At this point in the semester, we’ve all been away from home long enough for the novelty of independence and adulthood to lose a bit of its shiny luster. Perhaps, if you’re like me, you, too, are beginning to miss the comforting buffer of your family—the reassuring presence provided by parents, brothers, sisters, grandparents, not to mention dogs.
Or maybe you miss more of the physical comfort of living in a relatively stable and familiar environment, one where you can bundle up in sheets that have a certain fresh smell (a smell that you can never coax out of the dorm dryers that infuse everything with the faint smell of burned cotton). A place where you can navigate the rooms and hallways with your eyes closed, and can make a fairly educated guess as to who might be in a certain room at a certain time. As exciting and necessary as change is, when you have a lot of other things competing for your attention on a daily basis, you yearn to return to a place where changing the way you fluff the pillows on the couch can seem like a radical redefinition of the life you’ve been leading.
But by the end of October, you might have already given up on achieving this level of comfort any time soon. The end of November (or, for some of the poor souls among us, mid-December) seems impossibly distant as you open the textbook to begin reviewing for your next midterm, or create a blank Word document in order to begin tapping out your next paper—even though you only finished the last one an hour ago. You might sigh and resign yourself to a few more weeks of existing in a shifting and transient setting, which, as wonderful as it is, can’t exactly be called ‘home.’
Which is why I was shocked to find a small bakery nestled within the shops surrounding Star Market while on a quest to buy a birthday cake for one of my friends. The bakery in question—a small, windowed storefront with a neon OPEN sign written in happy cursive lettering—is Rosie’s Bakery. This name might not have the same effect on you that it did on me—in fact, I would be shocked if it did.
But Rosie’s Bakery is a name woven through the recipes of my childhood. Without a second of hesitation, I can picture the cookbook’s brightly colored cover emblazoned with Rosie’s Bakery in a looping cursive quite similar to the writing on the neon sign in its window. It is the cookbook (and bakery) from which the recipe for dense, fudgy brownies that are completely different from any other ones I’ve ever tasted originally came from.
The cover and inner pages of our Rosie’s Cookbook are wrinkled and stained from contact with melted butter and chocolate, and if you give the tome a good thump on the kitchen table, grains of sugar fall out from in between the pages. It is one of those objects that is truly synonymous with being home.

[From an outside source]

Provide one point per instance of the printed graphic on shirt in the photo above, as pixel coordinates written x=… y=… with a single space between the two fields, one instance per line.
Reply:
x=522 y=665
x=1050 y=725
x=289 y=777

To be honest, it had never even occurred to me that Rosie’s Bakery actually had a physical location—the name had always been something more mythic, like the lost land of Atlantis or the fabled City of Gold. Yet here it was right in front of me, filled with gigantic and chewy peanut butter cookies, towering cakes covered in a smooth and airy buttercream icing (yes, they were perfect for a birthday), and most importantly, heaps of glistening brownies displayed just behind a gleaming glass case.
When I finally got my hands on one of those brownies, I closed my eyes and took a tiny bite of the chewy corner. I savored the taste of dark chocolate that washed over my tastebuds. And for a second, while I was distracted by a flavor so familiar, I was home.
I guess November is still far away, but in the meantime, Rosie’s Bakery is pretty close.